WIDEプロジェクトと米Internet Systems Consortium(ISC)は東芝とともに、DNSサーバ「BIND9」の性能を向上させ、最大2.1倍に引き上げる研究プロジェクトを完了した。

» 2006年06月16日 15時08分 公開
[ITmedia]

 WIDEプロジェクトと米Internet Systems Consortium(ISC)は6月16日、東芝との共同研究によりDNSサーバ「BIND9」の性能を向上させ、最大2.1倍に引き上げるプロジェクトを完了したことを発表した。

 BIND(Berkeley Internet Name Domain)は、インターネットの基本的なサービスであるDNSサーバの中でも最も広く利用されている実装で、オープンソースとして公開されている。

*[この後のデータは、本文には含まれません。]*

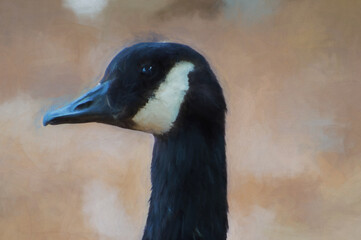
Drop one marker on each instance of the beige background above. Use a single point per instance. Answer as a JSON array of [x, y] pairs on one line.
[[291, 74]]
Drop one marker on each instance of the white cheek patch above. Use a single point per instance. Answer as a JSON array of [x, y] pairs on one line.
[[161, 110]]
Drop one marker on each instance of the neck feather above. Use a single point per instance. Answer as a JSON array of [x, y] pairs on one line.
[[189, 186]]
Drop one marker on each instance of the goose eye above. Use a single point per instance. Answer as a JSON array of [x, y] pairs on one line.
[[147, 70]]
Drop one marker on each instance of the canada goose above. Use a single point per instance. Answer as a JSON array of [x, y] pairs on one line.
[[170, 91]]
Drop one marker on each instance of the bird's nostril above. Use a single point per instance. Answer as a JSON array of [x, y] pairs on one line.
[[84, 105]]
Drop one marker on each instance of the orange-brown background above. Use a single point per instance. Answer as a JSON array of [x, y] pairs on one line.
[[291, 74]]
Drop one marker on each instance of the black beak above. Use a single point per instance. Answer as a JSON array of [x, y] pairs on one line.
[[91, 107]]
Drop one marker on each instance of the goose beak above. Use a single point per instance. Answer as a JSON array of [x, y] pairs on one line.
[[91, 107]]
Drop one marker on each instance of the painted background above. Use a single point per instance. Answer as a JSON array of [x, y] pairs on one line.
[[291, 74]]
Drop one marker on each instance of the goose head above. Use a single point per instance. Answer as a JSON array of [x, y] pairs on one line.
[[150, 87]]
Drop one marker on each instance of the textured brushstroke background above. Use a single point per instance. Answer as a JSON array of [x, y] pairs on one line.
[[291, 72]]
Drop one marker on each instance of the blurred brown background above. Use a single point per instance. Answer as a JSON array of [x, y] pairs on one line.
[[291, 74]]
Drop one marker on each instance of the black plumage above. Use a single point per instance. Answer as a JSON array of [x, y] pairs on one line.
[[188, 170]]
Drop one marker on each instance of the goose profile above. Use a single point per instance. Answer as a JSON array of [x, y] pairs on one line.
[[170, 91]]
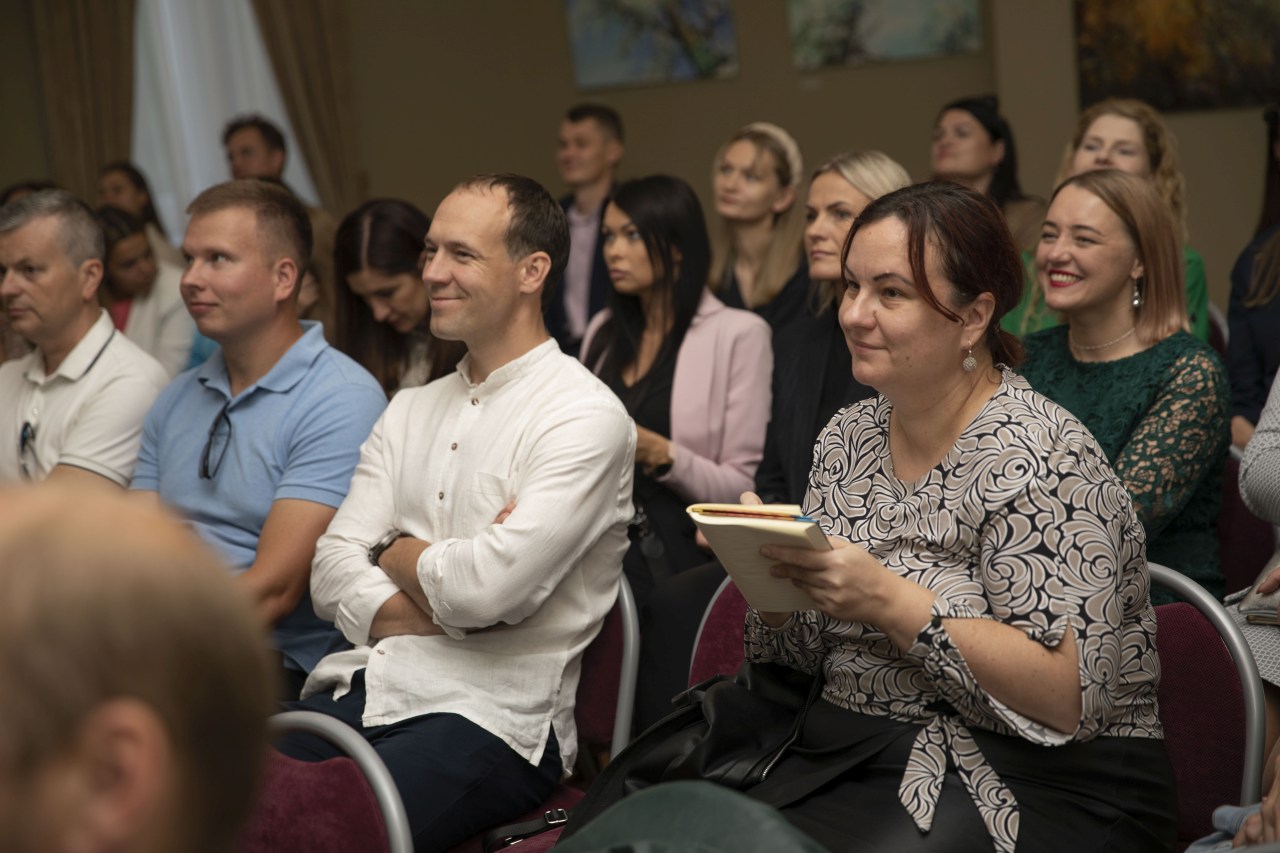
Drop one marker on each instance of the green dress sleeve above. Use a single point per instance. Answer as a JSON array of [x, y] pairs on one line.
[[1174, 446], [1197, 292]]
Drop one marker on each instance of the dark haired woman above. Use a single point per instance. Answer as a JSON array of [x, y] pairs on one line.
[[693, 373], [984, 687], [974, 145], [122, 185], [144, 295], [1253, 350], [383, 306]]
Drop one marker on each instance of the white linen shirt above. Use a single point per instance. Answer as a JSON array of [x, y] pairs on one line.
[[440, 465], [86, 414]]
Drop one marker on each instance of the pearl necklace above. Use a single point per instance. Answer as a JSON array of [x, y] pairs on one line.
[[1070, 340]]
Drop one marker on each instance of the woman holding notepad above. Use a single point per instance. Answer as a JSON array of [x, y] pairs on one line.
[[982, 621]]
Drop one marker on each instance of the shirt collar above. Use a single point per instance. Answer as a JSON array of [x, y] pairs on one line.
[[286, 373], [508, 372], [82, 356]]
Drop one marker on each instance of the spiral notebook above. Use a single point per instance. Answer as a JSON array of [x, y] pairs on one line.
[[736, 532]]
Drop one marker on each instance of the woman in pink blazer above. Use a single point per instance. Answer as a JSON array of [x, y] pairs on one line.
[[693, 373]]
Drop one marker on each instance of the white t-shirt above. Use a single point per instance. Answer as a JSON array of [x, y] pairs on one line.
[[87, 414]]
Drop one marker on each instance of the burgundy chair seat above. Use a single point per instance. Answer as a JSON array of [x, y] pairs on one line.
[[1202, 711], [718, 648], [314, 807], [607, 682]]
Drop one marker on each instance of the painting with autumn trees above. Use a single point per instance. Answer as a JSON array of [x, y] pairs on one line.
[[635, 42], [1179, 54]]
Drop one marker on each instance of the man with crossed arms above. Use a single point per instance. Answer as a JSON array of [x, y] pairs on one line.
[[480, 546]]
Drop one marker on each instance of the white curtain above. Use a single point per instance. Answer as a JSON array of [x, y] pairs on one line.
[[197, 65]]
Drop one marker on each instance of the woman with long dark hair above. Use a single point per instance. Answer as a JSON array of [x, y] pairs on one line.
[[1253, 315], [974, 145], [142, 293], [981, 678], [693, 373], [383, 306]]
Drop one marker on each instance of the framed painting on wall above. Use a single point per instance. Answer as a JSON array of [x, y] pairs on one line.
[[846, 32], [638, 42], [1179, 54]]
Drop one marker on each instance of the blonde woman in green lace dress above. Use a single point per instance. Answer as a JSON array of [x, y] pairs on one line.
[[1155, 397]]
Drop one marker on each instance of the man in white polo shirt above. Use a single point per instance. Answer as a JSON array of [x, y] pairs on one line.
[[73, 407]]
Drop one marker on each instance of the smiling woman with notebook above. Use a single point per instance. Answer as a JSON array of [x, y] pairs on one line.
[[981, 619]]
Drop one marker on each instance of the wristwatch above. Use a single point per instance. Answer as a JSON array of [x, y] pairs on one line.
[[375, 551]]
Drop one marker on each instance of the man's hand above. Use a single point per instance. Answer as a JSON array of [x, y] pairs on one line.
[[400, 616], [400, 562]]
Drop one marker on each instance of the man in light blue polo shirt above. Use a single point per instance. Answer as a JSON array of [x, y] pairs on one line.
[[256, 446]]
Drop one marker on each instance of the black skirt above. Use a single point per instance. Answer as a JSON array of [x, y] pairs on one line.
[[840, 787]]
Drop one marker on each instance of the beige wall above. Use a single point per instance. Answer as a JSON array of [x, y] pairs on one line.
[[23, 154], [434, 106], [448, 89]]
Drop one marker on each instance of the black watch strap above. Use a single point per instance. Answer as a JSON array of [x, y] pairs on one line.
[[375, 551]]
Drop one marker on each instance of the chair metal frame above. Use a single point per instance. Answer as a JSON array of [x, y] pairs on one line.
[[629, 670], [400, 838], [1251, 683]]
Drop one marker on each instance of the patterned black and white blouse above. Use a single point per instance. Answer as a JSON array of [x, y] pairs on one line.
[[1023, 521]]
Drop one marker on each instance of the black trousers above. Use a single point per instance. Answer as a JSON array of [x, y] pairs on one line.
[[456, 779]]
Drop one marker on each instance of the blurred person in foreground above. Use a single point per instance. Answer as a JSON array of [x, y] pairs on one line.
[[128, 725]]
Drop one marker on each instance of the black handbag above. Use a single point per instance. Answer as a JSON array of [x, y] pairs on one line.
[[728, 730], [731, 731]]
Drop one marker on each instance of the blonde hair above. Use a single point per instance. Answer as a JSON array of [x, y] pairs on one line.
[[872, 173], [1151, 228], [786, 247], [103, 598], [1161, 146]]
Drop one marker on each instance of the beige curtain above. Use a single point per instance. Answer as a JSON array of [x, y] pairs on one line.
[[86, 56], [307, 44]]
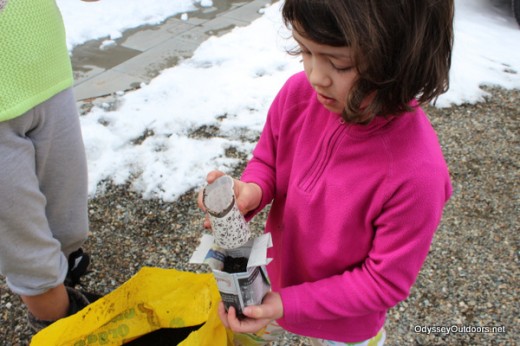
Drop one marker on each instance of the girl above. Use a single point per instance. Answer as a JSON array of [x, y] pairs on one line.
[[352, 167]]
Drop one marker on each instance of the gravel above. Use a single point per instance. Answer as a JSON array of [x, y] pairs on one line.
[[468, 285]]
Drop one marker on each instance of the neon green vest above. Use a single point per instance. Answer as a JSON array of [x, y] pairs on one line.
[[34, 61]]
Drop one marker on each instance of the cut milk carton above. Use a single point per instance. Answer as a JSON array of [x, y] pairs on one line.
[[240, 273]]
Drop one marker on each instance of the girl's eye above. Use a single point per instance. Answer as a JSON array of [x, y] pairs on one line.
[[342, 69]]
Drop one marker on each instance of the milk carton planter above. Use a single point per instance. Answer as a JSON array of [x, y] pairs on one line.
[[239, 284]]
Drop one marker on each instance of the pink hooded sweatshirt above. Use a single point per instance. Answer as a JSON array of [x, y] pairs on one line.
[[354, 209]]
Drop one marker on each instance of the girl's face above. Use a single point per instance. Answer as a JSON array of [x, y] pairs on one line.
[[330, 70]]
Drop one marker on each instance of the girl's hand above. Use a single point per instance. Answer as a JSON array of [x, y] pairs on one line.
[[258, 316], [248, 195]]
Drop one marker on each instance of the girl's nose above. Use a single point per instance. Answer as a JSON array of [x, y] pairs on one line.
[[318, 75]]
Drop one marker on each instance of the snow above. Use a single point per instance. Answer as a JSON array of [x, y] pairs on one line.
[[228, 84]]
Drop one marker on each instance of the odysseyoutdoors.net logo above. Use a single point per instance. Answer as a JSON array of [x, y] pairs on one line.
[[459, 329]]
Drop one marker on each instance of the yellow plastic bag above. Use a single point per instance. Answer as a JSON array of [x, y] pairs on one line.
[[151, 300]]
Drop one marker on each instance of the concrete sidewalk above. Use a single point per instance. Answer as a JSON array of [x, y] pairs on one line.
[[142, 53]]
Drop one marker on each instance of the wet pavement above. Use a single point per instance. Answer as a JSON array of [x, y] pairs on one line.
[[102, 69]]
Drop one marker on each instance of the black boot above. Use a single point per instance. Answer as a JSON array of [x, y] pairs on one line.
[[77, 301]]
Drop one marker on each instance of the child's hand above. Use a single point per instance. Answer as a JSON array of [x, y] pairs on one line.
[[248, 195], [258, 316]]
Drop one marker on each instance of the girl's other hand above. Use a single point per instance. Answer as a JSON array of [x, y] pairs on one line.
[[248, 195], [258, 316]]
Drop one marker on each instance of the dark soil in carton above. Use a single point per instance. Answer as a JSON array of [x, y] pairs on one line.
[[235, 265]]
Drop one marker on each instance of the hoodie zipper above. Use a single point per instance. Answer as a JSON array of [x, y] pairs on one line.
[[323, 158]]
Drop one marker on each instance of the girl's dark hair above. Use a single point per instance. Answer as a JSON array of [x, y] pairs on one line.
[[402, 48]]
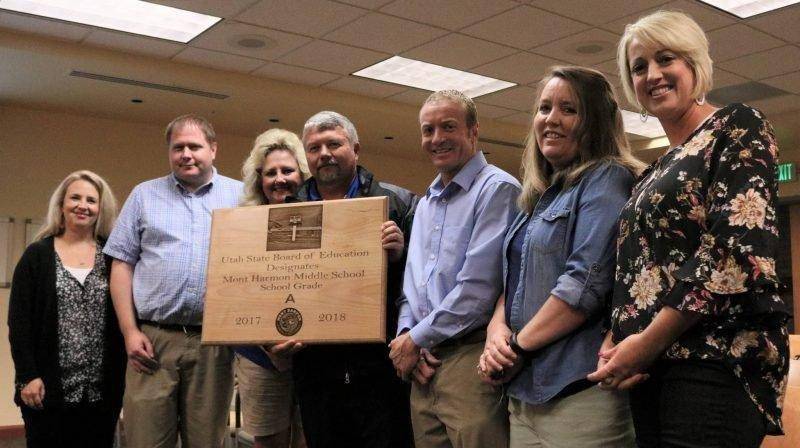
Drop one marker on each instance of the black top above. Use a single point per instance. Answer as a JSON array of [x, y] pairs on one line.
[[699, 234], [360, 362], [33, 329]]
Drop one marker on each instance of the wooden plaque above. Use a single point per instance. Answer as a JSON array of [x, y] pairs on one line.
[[310, 271]]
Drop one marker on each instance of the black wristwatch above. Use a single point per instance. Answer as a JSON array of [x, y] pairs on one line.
[[525, 354]]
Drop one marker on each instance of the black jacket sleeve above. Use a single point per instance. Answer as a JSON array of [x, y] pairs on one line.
[[22, 318]]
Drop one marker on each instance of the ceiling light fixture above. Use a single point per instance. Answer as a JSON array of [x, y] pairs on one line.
[[422, 75], [130, 16], [634, 125], [749, 8]]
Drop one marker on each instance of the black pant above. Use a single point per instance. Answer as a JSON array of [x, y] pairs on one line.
[[90, 426], [369, 413], [694, 404]]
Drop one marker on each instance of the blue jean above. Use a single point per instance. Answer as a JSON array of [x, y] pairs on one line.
[[694, 404]]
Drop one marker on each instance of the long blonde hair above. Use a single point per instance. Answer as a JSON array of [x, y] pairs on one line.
[[674, 31], [599, 134], [272, 140], [54, 220]]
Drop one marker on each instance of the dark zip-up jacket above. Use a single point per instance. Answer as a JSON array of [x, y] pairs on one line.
[[356, 363], [33, 329]]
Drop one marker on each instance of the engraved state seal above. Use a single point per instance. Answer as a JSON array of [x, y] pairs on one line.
[[289, 321]]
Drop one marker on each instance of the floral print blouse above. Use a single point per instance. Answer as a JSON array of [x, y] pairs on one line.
[[81, 330], [699, 234]]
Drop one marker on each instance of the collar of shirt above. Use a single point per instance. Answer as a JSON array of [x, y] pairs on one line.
[[352, 191], [465, 177], [205, 187]]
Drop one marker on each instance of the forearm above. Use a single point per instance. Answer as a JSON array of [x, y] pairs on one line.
[[668, 325], [122, 295], [499, 316], [554, 320]]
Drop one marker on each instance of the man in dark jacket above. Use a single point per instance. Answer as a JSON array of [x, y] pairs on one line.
[[349, 394]]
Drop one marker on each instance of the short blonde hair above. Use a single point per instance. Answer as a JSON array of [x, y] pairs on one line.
[[458, 97], [674, 31], [194, 120], [272, 140], [54, 220]]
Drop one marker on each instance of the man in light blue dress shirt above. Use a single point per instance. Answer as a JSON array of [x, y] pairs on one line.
[[160, 249], [453, 278]]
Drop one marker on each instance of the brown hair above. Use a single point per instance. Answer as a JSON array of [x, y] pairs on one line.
[[599, 135]]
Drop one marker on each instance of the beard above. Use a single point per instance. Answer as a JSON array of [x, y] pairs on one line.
[[329, 174]]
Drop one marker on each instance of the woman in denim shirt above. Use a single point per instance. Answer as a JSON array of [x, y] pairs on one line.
[[559, 268]]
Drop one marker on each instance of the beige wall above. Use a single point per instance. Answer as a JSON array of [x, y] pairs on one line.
[[38, 148]]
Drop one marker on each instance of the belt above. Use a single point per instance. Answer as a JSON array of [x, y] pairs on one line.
[[173, 327]]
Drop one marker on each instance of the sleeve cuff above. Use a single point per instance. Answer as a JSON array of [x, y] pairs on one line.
[[119, 255], [423, 336], [576, 294]]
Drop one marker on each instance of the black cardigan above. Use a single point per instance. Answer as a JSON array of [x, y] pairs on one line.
[[33, 329]]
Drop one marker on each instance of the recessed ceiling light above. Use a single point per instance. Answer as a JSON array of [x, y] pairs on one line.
[[422, 75], [130, 16], [633, 124], [251, 41], [749, 8]]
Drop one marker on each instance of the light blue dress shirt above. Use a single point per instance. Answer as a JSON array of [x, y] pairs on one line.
[[164, 232], [454, 268]]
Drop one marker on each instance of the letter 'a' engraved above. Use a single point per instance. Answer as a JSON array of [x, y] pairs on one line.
[[295, 220]]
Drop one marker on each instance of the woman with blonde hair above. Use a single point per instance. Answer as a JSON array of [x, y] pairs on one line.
[[698, 329], [68, 353], [274, 171], [559, 261]]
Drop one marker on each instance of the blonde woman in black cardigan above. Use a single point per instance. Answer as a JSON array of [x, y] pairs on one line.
[[68, 354]]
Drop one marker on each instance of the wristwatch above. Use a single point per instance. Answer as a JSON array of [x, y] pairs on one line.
[[525, 354]]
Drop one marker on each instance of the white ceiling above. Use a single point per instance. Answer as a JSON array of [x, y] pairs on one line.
[[320, 42]]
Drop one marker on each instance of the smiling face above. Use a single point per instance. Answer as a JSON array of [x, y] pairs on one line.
[[331, 157], [662, 80], [280, 176], [81, 206], [446, 138], [555, 123], [191, 156]]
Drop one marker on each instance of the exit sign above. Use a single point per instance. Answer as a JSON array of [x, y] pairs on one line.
[[786, 172]]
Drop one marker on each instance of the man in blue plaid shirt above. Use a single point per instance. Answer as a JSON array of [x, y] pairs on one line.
[[160, 250]]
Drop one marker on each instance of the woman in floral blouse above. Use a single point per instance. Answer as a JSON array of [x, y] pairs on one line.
[[697, 326], [68, 353]]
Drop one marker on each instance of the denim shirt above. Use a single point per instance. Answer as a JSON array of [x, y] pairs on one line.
[[568, 252]]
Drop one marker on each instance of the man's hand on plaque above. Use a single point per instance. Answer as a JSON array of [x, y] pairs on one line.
[[284, 349], [392, 240], [426, 367], [281, 354], [404, 354]]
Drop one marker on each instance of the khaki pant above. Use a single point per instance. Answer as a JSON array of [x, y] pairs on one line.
[[456, 409], [590, 418], [190, 394]]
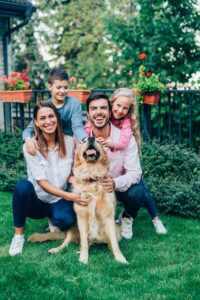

BIND9はその次世代バージョンで、IPv6対応のほか、ゾーン情報の改ざんを防止するDNSSECなどもサポートされている。

 今回の研究プロジェクトでは、サーバ上のメモリ領域をスレッド単位に分割することで、各スレッドが最大限に並列して実行できるようアーキテクチャを変更。併せてサーバのデータベース構造を抜本的に見直し、スレッド間の衝突が起こりにくくなるよう改良した。これまでマルチプロセッサ環境における性能が不十分とされていたBIND9だが、これらの改良により、応答速度は最大2.1倍に向上したという。

 今回の研究ではさらに、ゾーン情報の構造にも最適化を加えた。これにより、膨大なドメイン数を扱うケースでも迅速にサーバを起動できるようになり、より高い可用性を実現できるという。

 なおこの研究成果をまとめた論文はUSENIXカンファレンスに採択されたほか、6月19日に行われる総務省戦略的情報通信研究開発推進制度(SCOPE)成果発表会で報告される予定だ。